The Mapster codebase demonstrates a generally secure posture. No critical vulnerabilities were identified in the visible file structure and configuration. The primary concerns are minor operational security practices: managing development signing keys properly, implementing security headers for documentation, and following GitHub Actions security best practices. The project appears to be well-maintained with standard .gitignore, proper license documentation, and organized structure. Dependencies analysis could not be performed as the package file content was not provided, which would be the next area for security review.
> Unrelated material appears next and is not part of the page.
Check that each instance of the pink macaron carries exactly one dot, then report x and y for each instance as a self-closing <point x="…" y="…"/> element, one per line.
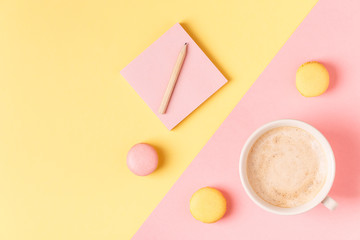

• Low · Unsigned Assembly in Benchmark Project — src/Benchmark.Development/Benchmark.Development.snk. The Benchmark.Development project contains a .snk (strong name key) file (Benchmark.Development.snk), which suggests assemblies may be signed with a development key. If this private key is committed to the repository, it could be used to create fraudulent assemblies. Fix: Ensure private key files (.snk) are never committed to version control. Add *.snk to .gitignore and use secure key management practices for production signing.
• Low · Missing Security Headers Configuration — docs/docfx.json. The documentation build configuration (docs/docfx.json) does not show explicit security headers or content security policy settings for the generated documentation site. Fix: Configure security headers (X-Content-Type-Options, X-Frame-Options, Strict-Transport-Security) in the web server or hosting configuration for the documentation site.
• Low · GitHub Actions Workflow Security Review — .github/workflows/. Multiple GitHub Actions workflows are present (.github/workflows/). While the file contents are not fully visible, workflows should be reviewed to ensure they follow security best practices such as using pinned action versions and avoiding secrets in logs. Fix: Review all workflow files to: 1) Use pinned action versions (with commit SHAs), 2) Implement proper secrets management, 3) Restrict workflow permissions with 'permissions' directive, 4) Avoid logging sensitive data.

LLM-derived; treat as a starting point, not a security audit.

• Open issues — current backlog
• Recent PRs — what's actively shipping
• Source on GitHub

Generated by RepoPilot. Verdict based on maintenance signals — see the live page for receipts. Re-run on a new commit to refresh.